A disciplined response can therefore be small and specific:
promise:
one intent creates at most one charge and one final order outcome
evidence now:
gateway timed out; provider result is unknown; order is not confirmed
safe user state:
payment_pending, with a status lookup rather than another charge attempt
mechanism:
stable payment operation id, idempotent receiver, durable reconciliation record
trade-off:
slower confirmation and a visible pending state in exchange for avoiding duplicates
Now add load. If provider latency rises for many users, the same design needs admission control and a retry budget. Otherwise each sensible individual retry becomes an unsafe collective storm. The degraded mode may keep carts readable and persist order intent while pausing new payment attempts. This is not a separate concern from correctness: it preserves the capacity needed for reconciliation and prevents new evidence from becoming ambiguous faster than the system can process it.
Finally add a deployment. If the repair worker receives a newer event shape than an old dead-letter message, it must still understand both or route the old record through a documented repair path. Recovery often reads historical data, so contract compatibility is part of incident readiness.
The transfer test is simple: for any scenario, name the protected promise, the evidence already held, the evidence still missing, and the next action that remains safe under that uncertainty. That sequence is more durable than memorizing individual distributed-systems slogans.

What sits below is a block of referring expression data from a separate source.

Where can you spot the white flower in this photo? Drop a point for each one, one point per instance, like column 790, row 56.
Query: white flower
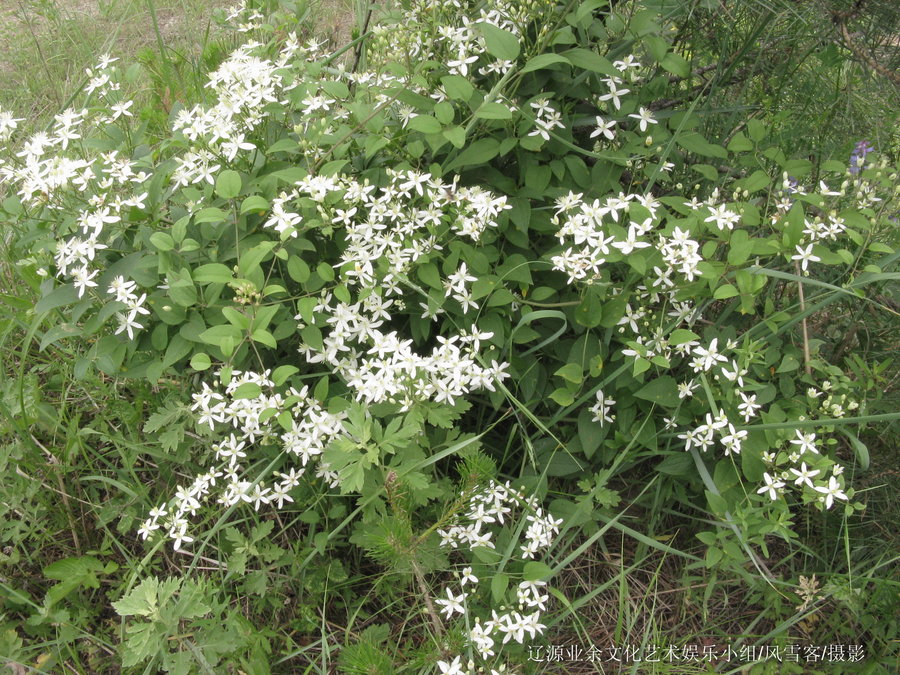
column 604, row 128
column 452, row 668
column 805, row 443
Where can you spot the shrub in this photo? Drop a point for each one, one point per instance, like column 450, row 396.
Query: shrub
column 499, row 242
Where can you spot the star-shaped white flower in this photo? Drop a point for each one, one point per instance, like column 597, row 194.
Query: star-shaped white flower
column 772, row 486
column 831, row 491
column 805, row 256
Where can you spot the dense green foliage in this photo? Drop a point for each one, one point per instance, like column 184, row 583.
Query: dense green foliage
column 373, row 349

Self-Check Before The Capstone
For each mechanism you propose, ask one last pair of questions: what exact failure does it prevent, and what new cost or limit does it introduce? An idempotency key prevents duplicate processing of one named operation, but it does not decide which replica may own a final order state. A queue decouples work, but it needs deadlines and backpressure. A replica improves locality, but a read policy must say whether stale data is acceptable. A playbook makes degraded behavior deliberate, but it depends on controls and evidence that exist before the incident.
If you can name both the protection and the limit, you are ready to turn the review answers into the capstone's architecture decision.
Practice Prompt
Pick one of these scenarios and write a five-line design review:
scenario A:
A password change says saved, but another device accepts the old password.
scenario B:
A payment request times out, then a retry creates two provider records.
scenario C:
A queue grows for thirty minutes while workers keep retrying a slow dependency.
scenario D:
A new producer emits an event that an old consumer rejects during rollout.
Use this shape:
promise:
evidence:
uncertainty:
mechanism:
trade-off:
The capstone will expand the same shape into an architecture decision record.
Resources
- [ARTICLE] Notes on Distributed Systems for Young Bloods
- Focus: Review the practical failure and uncertainty framing behind the track.
- [BOOK] Designing Data-Intensive Applications
- Focus: Revisit replication, consistency, partitioning, and operational trade-offs.
- [BOOK] Site Reliability Engineering: Monitoring Distributed Systems
- Focus: Connect user-visible promises to signals, evidence, and incident response.
Key Takeaways
- Strong review answers start from promises and evidence, not tool names.
- A timeout, stale replica, retry, or missing event is a clue, not the whole truth.
- Mechanisms earn their place by protecting a named promise under a named trade-off.
- The capstone uses the same reasoning in a complete architecture decision.